[ 
https://issues.apache.org/jira/browse/NUTCH-2395?page=com.atlassian.jira.plugin.system.issuetabpanels:all-tabpanel
 ]

Sebastian Nagel updated NUTCH-2395:
-----------------------------------
    Fix Version/s: 2.4

> Cannot run job worker! - error while running multiple crawling jobs in 
> parallel
> -------------------------------------------------------------------------------
>
>                 Key: NUTCH-2395
>                 URL: https://issues.apache.org/jira/browse/NUTCH-2395
>             Project: Nutch
>          Issue Type: Bug
>          Components: nutch server
>    Affects Versions: 2.3.1
>         Environment: Ubuntu 16.04 64-bit
> Oracle Java 8 64-bit
> Nutch 2.3.1 (standalone deployment)
> MongoDB 3.4
>            Reporter: Vyacheslav Pascarel
>            Priority: Major
>             Fix For: 2.4
>
>
> Cannot run job worker! - error while running multiple crawling jobs in 
> parallel
> Ubuntu 16.04 64-bit
> Oracle Java 8 64-bit
> Nutch 2.3.1 (standalone deployment)
> MongoDB 3.4
> My application is trying to execute multiple Nutch jobs in parallel using 
> Nutch REST services. The application injects a seed URL and then repeats 
> GENERATE/FETCH/PARSE/UPDATEDB sequence requested number of times to emulated 
> continuous crawling (each step in the sequence is executed upon successful 
> competition of the previous step then the whole sequence is repeated again). 

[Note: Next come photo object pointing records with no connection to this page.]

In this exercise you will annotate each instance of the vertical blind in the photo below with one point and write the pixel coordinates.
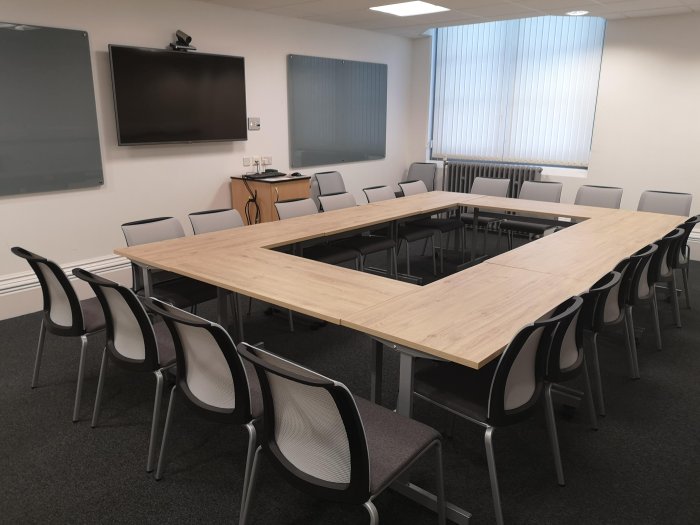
(518, 90)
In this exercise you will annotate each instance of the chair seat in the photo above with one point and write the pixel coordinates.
(93, 315)
(393, 442)
(166, 347)
(458, 388)
(330, 254)
(525, 227)
(366, 244)
(482, 220)
(183, 292)
(411, 233)
(443, 225)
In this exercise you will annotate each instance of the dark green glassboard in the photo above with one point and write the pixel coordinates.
(337, 110)
(48, 125)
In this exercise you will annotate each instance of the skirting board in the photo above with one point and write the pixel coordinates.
(20, 293)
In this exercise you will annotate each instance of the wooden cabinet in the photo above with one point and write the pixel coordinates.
(258, 196)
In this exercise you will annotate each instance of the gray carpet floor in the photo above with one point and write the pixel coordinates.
(641, 467)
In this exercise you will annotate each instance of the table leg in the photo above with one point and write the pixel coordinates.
(376, 371)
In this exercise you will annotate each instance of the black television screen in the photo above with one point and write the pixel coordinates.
(165, 96)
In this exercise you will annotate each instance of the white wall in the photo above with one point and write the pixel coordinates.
(148, 181)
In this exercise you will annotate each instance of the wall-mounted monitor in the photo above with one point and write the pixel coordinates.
(163, 96)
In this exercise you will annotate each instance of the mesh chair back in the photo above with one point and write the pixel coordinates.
(150, 230)
(517, 382)
(209, 370)
(337, 201)
(215, 220)
(330, 182)
(130, 337)
(312, 428)
(641, 279)
(541, 191)
(490, 187)
(379, 193)
(596, 298)
(600, 196)
(413, 187)
(62, 312)
(295, 208)
(669, 202)
(424, 171)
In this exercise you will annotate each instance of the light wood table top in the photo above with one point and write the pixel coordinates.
(468, 317)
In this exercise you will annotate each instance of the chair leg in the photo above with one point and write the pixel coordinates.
(631, 344)
(674, 299)
(166, 430)
(493, 477)
(100, 387)
(157, 402)
(245, 505)
(553, 437)
(655, 315)
(440, 485)
(39, 352)
(684, 274)
(373, 514)
(81, 372)
(252, 441)
(596, 376)
(589, 395)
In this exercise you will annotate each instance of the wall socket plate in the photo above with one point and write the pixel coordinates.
(254, 123)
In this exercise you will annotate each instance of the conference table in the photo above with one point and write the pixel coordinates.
(468, 317)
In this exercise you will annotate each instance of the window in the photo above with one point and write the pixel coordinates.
(521, 91)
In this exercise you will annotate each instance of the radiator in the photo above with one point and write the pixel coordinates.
(459, 176)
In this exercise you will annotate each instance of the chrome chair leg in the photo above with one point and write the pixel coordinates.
(596, 375)
(373, 514)
(157, 402)
(632, 344)
(166, 430)
(39, 352)
(493, 477)
(100, 387)
(81, 372)
(655, 315)
(674, 299)
(553, 437)
(252, 441)
(245, 505)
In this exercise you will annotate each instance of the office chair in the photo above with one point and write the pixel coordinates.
(211, 378)
(63, 314)
(600, 196)
(170, 287)
(133, 343)
(504, 392)
(535, 191)
(407, 232)
(329, 443)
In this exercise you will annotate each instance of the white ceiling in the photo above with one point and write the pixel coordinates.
(356, 13)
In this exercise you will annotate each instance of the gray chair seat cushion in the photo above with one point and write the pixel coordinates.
(411, 233)
(330, 254)
(393, 441)
(525, 227)
(93, 315)
(166, 347)
(366, 244)
(456, 387)
(444, 225)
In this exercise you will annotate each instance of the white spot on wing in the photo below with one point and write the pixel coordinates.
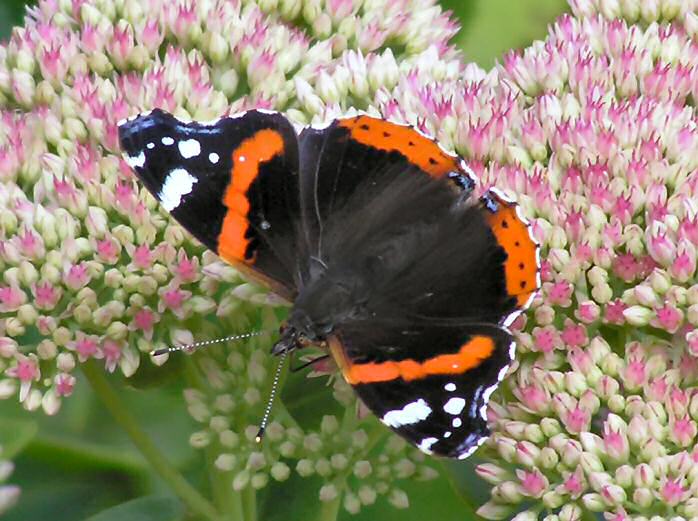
(136, 161)
(189, 148)
(454, 405)
(178, 183)
(472, 449)
(411, 413)
(426, 443)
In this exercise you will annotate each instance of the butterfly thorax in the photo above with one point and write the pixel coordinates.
(330, 298)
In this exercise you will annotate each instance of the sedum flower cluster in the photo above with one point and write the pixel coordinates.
(93, 271)
(593, 130)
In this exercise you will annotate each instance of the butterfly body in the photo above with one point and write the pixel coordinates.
(371, 230)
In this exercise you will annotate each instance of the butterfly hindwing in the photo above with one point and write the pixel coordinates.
(438, 403)
(233, 184)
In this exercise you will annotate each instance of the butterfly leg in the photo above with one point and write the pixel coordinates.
(490, 202)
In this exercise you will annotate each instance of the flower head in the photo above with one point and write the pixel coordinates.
(95, 270)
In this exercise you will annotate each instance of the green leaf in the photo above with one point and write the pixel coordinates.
(149, 508)
(493, 27)
(15, 435)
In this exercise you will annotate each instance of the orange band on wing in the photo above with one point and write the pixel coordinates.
(247, 157)
(521, 266)
(419, 150)
(470, 355)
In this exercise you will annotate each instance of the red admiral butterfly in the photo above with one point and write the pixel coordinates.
(371, 230)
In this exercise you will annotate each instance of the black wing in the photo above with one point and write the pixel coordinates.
(232, 184)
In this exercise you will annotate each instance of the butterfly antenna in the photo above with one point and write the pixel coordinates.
(272, 394)
(203, 343)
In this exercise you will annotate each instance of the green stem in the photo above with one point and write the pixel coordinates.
(227, 500)
(249, 503)
(188, 494)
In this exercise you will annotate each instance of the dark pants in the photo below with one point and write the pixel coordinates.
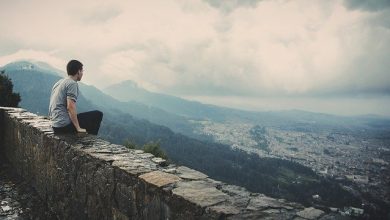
(88, 120)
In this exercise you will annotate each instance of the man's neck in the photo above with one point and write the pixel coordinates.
(73, 77)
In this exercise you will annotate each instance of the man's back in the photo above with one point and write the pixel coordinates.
(61, 91)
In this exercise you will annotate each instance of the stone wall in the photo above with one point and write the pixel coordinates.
(84, 177)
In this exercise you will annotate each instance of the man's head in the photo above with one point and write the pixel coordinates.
(75, 68)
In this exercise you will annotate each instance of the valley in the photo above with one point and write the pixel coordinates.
(359, 162)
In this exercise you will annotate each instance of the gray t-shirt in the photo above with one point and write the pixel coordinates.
(62, 90)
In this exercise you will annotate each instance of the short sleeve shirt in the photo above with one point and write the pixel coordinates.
(61, 91)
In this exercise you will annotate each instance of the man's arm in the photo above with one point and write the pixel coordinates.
(71, 105)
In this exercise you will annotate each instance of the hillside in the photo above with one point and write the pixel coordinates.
(271, 176)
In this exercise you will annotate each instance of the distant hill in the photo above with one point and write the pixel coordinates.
(287, 120)
(266, 175)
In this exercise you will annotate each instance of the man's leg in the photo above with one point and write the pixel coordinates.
(90, 121)
(70, 129)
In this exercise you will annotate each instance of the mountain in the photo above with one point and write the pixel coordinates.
(297, 120)
(270, 176)
(130, 91)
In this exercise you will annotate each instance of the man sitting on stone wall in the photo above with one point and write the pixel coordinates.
(62, 108)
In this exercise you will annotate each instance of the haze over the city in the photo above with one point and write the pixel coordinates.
(321, 56)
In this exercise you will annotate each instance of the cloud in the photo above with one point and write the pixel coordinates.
(210, 48)
(46, 56)
(370, 5)
(229, 5)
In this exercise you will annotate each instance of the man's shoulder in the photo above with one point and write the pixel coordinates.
(67, 82)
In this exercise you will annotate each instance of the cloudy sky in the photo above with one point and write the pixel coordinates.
(324, 56)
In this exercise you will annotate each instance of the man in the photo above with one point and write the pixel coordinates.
(62, 108)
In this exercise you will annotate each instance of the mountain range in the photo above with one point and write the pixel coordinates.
(133, 113)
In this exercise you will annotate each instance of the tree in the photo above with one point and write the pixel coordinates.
(150, 147)
(7, 97)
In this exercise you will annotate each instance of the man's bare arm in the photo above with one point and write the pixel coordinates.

> Here is a brief description of the jobs:
> * Number of parallel jobs: 7
> * Each job has unique crawl id and MongoDB collection
> * Seed URL for all jobs: http://www.cnn.com
> * Regex URL filters for all jobs: 
> ** *"-^.\{1000,\}$"* - exclude very long URLs
> ** *"+."* - include the rest
> The jobs are started as expected but at some point some of them fail with 
> "Cannot run job worker!" error. For more details see job status and 
> hadoop.log lines below.
> In debugger during crash I noticed that a single instance of 
> SelectorEntryComparator (definition is nested in GeneratorJob) is shared 
> across multiple reducer tasks. The class is inherited from 
> org.apache.hadoop.io.WritableComparator which has a few members unprotected 
> for concurrent usage. At some point multiple threads may access those members 
> in WritableComparator.compare call. I modified SelectorEntryComparator and it 
> seems solved the problem but I am not sure if the change is appropriate 
> and/or sufficient (covers GENERATE only?)
> Original code:
> {code:java}
> public static class SelectorEntryComparator extends WritableComparator {
>     public SelectorEntryComparator() {
>       super(SelectorEntry.class, true);
>     }
> }
> {code}
> Modified code:
> {code:java}
> public static class SelectorEntryComparator extends WritableComparator {
>     public SelectorEntryComparator() {
>       super(SelectorEntry.class, true);
>     }
>     
>     @Override
>     synchronized public int compare(byte[] b1, int s1, int l1, byte[] b2, int 
> s2, int l2) {
>       return super.compare(b1, s1, l1, b2, s2, l2);
>     }    
> }
> {code}
> Example of failed job status:
> {code}
> {
> "id" : "parallel_0-65ff2f1b-382e-4eb2-a813-a0370b84d5b6-GENERATE-1961495833",
> "type" : "GENERATE",
> "confId" : "65ff2f1b-382e-4eb2-a813-a0370b84d5b6",
> "args" : { "topN" : "100" },
> "result" : null,
> "state" : "FAILED",
> "msg" : "ERROR: java.lang.RuntimeException: job failed: 
> name=[parallel_0]generate: 1498059912-1448058551, 
> jobid=job_local1142434549_0036",
> "crawlId" : "parallel_0"
> }
> {code}
> Lines from hadoop.log
> {code}
> 2017-06-21 11:45:13,021 WARN  mapred.LocalJobRunner - job_local1142434549_0036
> java.lang.Exception: java.lang.RuntimeException: java.io.EOFException
>                 at 
> org.apache.hadoop.mapred.LocalJobRunner$Job.runTasks(LocalJobRunner.java:462)
>                 at 
> org.apache.hadoop.mapred.LocalJobRunner$Job.run(LocalJobRunner.java:529)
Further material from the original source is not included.